Mulberry trees are seldom trained to have a central leader - the best way to train most large deciduous landscaping trees. If limbs with a diameter of more than 2 inches are cut, rot may get started and kill the tree. This is one reason mulberry trees are often pollarded. Not all pollarded trees are as ugly in winter as a pollarded mulberry, which tends to get knobby at the ends of the limbs. Here is the basic technique:


Pollarding a tree

With fruitless mulberries, pollen production will be delayed if you cut off all the branches that form leaves and let them grow out new every year. At the north end of the tree's range, you may not get any pollen. Yay!

With fruiting mulberries, plants may be maintained as shrubs by coppicing (see link under illustration above), or allowed to form a short trunk, then pollarded by removing half the branches each year. Second-year growth produces berries. In long-season areas, first-year growth may produce berries later in the season - sort of like ever-bearing raspberries. Trees may also be maintained this way when leaves are used to feed livestock, or when chickens are encouraged to eat extra berries.


Young pollarded mulberry bush with chickens

If you are more into ornamentals, there's a cogent piece on pruning deciduous ornamental shrubs over at Maggie's Farm.
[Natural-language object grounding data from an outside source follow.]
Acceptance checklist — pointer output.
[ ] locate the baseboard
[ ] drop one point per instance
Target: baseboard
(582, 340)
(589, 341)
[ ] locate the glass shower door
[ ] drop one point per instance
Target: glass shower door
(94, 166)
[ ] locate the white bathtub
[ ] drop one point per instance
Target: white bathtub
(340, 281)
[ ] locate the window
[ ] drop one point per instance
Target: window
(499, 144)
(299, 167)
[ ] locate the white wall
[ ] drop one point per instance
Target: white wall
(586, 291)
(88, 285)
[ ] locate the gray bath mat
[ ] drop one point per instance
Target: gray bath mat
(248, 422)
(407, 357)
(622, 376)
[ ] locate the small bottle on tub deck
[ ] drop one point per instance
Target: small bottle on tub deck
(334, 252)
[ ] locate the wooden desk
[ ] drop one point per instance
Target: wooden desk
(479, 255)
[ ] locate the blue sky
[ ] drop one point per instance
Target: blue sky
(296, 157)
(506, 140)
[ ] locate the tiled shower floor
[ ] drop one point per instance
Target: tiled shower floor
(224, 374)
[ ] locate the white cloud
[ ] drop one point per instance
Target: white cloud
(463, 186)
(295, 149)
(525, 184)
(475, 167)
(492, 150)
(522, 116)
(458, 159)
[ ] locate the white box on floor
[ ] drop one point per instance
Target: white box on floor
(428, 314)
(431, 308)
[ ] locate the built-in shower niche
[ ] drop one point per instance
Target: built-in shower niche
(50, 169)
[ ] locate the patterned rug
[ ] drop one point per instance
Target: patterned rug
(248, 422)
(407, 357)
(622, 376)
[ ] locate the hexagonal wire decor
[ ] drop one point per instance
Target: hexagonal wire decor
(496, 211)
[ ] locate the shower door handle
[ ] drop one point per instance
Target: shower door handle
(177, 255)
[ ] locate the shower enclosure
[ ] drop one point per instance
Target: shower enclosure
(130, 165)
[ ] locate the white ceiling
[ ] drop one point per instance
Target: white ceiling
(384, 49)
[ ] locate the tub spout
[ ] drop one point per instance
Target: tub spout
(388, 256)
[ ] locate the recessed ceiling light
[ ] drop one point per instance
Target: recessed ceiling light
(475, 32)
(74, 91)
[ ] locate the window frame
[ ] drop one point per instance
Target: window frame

Think privet hedges, lilac and crape myrtle. There's another piece on pruning leggy Mountain Laurel.


Planting Mountain Laurel


Nice, very short ancient Chinese story about Picking Mulberries for Mother. Scholarly commentary here. I had not known that there was once a group of people in China who painted their eyebrows red. Mulberry juice?


Easter Vegetables: When I was growing up, fresh-shelled peas and new potatoes seemed to be the iconic Easter veggies. Not that they were available in our garden at Easter. This year, I have cabbage in the garden. I have carrots. The Easter Bunny must eat cabbage and carrots. I may make this spicy Easter Garden Soup. With less chile.

This Easter Carrot Soup recipe reminds me of my aunt, who served carrot soup at parties. It is flavored with ginger and has a dill cream topping. I would probably stir the cream in and top with some chervil from the windowsill or the first spring leaves of dill or fennel from the garden. I hope everyone has a lovely day tomorrow.


Y-not: Thanks KT. Now, here's Weirddave!

How odd is that? I didn't get a chance to talk to Y-not about the thread this week, and decided on my own to talk about birds. This year we put up a feeding station in the back yard, and we really enjoyed watching different birds come to eat a lot more than we thought we would. Of course we have pictures.




Morning Doves.jpg


Of course, if you put up a bird feeder, birds won't be the only thing coming around. There will always be squirrels, watching and waiting for their chance to grab some of that sweet, sweet birdseed booty.


When I saw a squirrel, I'd let the dog out. Now, we have a little Shih Tzu, and while he'd chase the squirrel, he'd chase it like Fred Thompson ran for president, kind of at an amble. The squirrel would run up a tree, and Colby would lose interest. It's a good thing he doesn't have to hunt for his own food, he'd starve.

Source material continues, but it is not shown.